Not just in the trees — it’s in the veins of many Mainers, young and old, who have maple syrup fever at this time of year.

My memories of “boiling down” syrup go back to the kitchen of the family farmhouse, where a cloud of steam rose above three or four pans on the old Queen Atlantic wood stove. My grandmother kept an eye on the evaporation as my father and my grandfather managed the supply of wood and sap.

I was in grade school, and I was fascinated with the whole process of tapping trees and turning the sap into a super-sweet syrup. We had a few large maple trees near the house, and my father gave me my first lesson in the “sugaring” process.
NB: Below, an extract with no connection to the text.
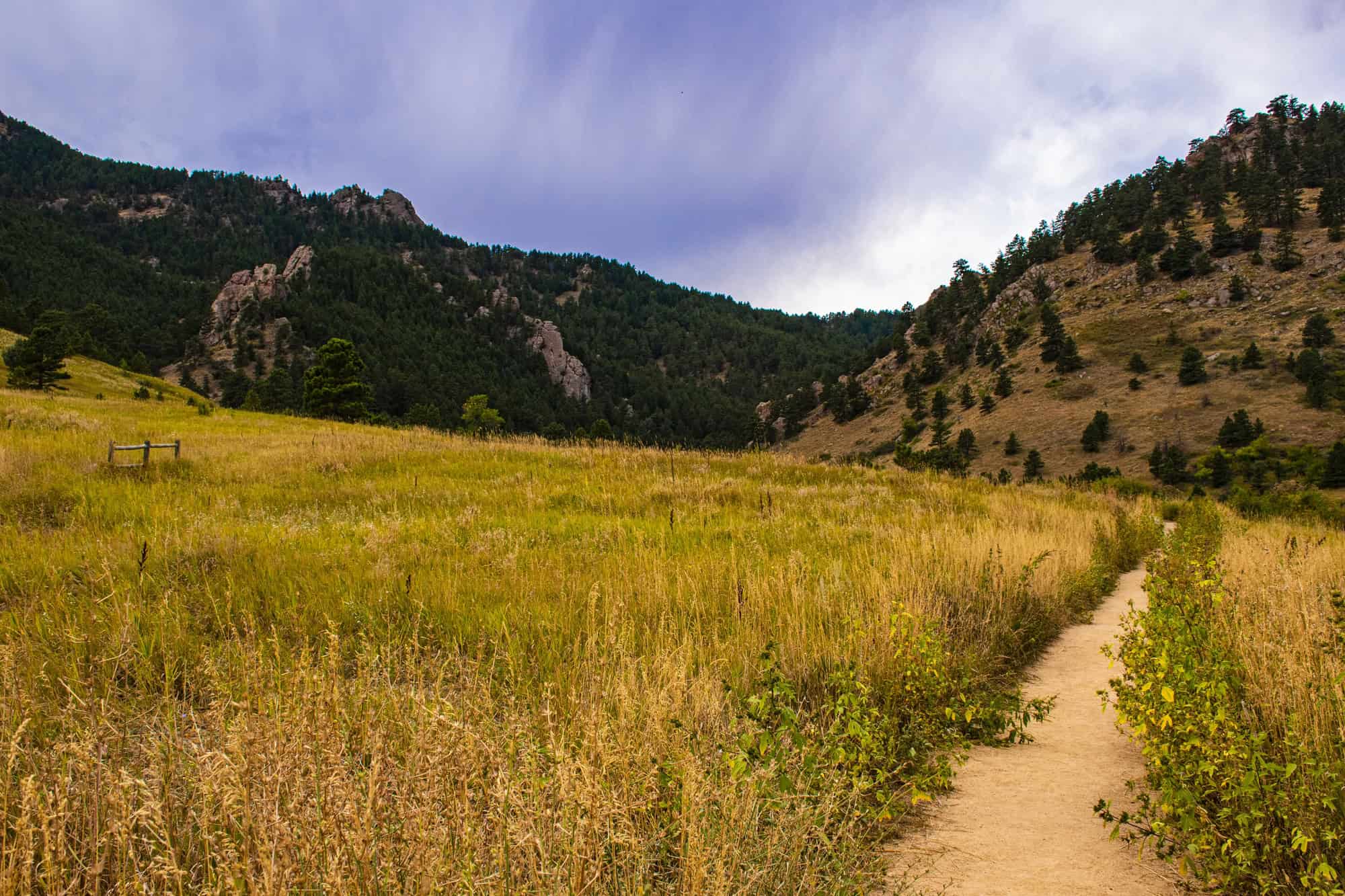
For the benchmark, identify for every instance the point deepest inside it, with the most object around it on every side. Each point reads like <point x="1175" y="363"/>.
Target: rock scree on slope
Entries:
<point x="1020" y="819"/>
It started with drilling a hole in the tree, about as high as my father’s waist. In those days, it was done with a woodworker’s brace and bit, which goes back many centuries. It’s still the tool of choice for many backyard maple syrup operations, although battery-powered drills and modern collection methods involving long pipelines are now common.

Dad showed me how to hold the bit at a precise 90-degree angle to the tree, and how to put pressure on the brace as we turned the U-shaped handle. A curl of wood came out of the hole, and a metal spile was tapped into place. The spile — kind of a small spout — had a hook where a pail was hung to collect the slow and steady drip, drip, drip of sap.
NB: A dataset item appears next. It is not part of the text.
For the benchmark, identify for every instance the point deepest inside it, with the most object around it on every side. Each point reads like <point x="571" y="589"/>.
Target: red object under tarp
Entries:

I remember hanging lard pails on the hooks. Today, suppliers sell special metal sap buckets with a hood to keep rainwater and snow melt out of the sap.
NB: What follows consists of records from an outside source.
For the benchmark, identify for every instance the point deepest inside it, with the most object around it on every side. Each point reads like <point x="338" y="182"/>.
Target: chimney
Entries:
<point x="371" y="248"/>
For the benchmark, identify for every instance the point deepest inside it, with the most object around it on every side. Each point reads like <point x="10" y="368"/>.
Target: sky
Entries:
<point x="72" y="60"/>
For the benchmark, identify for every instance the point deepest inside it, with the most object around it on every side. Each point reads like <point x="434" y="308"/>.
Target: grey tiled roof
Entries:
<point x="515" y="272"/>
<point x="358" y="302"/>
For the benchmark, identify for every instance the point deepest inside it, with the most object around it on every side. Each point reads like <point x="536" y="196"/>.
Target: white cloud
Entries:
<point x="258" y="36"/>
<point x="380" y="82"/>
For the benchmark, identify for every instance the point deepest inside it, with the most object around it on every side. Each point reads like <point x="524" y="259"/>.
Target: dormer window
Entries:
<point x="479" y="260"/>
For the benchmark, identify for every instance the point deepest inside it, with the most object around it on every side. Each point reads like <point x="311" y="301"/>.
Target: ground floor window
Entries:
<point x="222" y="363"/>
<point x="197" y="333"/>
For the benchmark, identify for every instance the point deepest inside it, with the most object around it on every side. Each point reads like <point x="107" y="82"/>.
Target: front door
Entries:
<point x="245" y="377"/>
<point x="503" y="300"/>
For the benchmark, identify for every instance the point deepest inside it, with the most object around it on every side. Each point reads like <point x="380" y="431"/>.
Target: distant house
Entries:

Year after year, my father tapped the majestic maples in our yard and — as is the case with many pursuits — the syrup season at Echo Farm grew beyond the household hobby stage to a small-scale cottage business. He turned an old garage into a “sugar house,” installing a basic barrel wood stove and running a metal flue through the roof. It was a safe distance from the barn and house.

When the sap was running, the sweet-smelling steam filled the garage. In successive years, Dad paid more attention to the scientific details and the grading of maple syrup. There was nothing fancy about the packaging. The precious syrup was sealed in Mason jars, just as it was done in my grandmother’s kitchen.

Neighbors were generous in allowing Dad to tap their trees in return for a jar or two of the golden bounty. Those trees yielded hundreds of gallons of sap over the years. Most of it was hauled to the garage on sleds. At one time, Dad experimented with running plastic piping to the base of maple groves on the hillsides.

All of these memories of maple syrup production came back clearly this past weekend when I visited several local sugarhouses participating in the 32nd annual Maine Maple Sunday. Nearly 100 producers around Maine participated, giving thousands of families a look behind the scenes. The demonstration sites ranged from small family operations with a few hundred tapped trees to commercial operations with thousands of taps and miles of plastic tubing.

At West Minot Sugar House (called “the sweetest place in town” on their sign), I enjoyed Jim Mavor’s “ten-cent tour” of their state-of-the-art process. They produce 2,500 or more gallons of syrup each spring.


Jim, a longtime sugar maker, was excited to tell visitors that the season’s start, although late this year, had brought about something very special.

He explained how the “first boil” of the season last week had produced 56 gallons of “Vermont Fancy.”

“I feel like a kid in a candy store,” Jim said. “That’s probably the best syrup of a lifetime.” 

As my father poured the syrup that he would proudly present to neighbors who were “on shares” with him, I think he experienced that kind of thrill many times.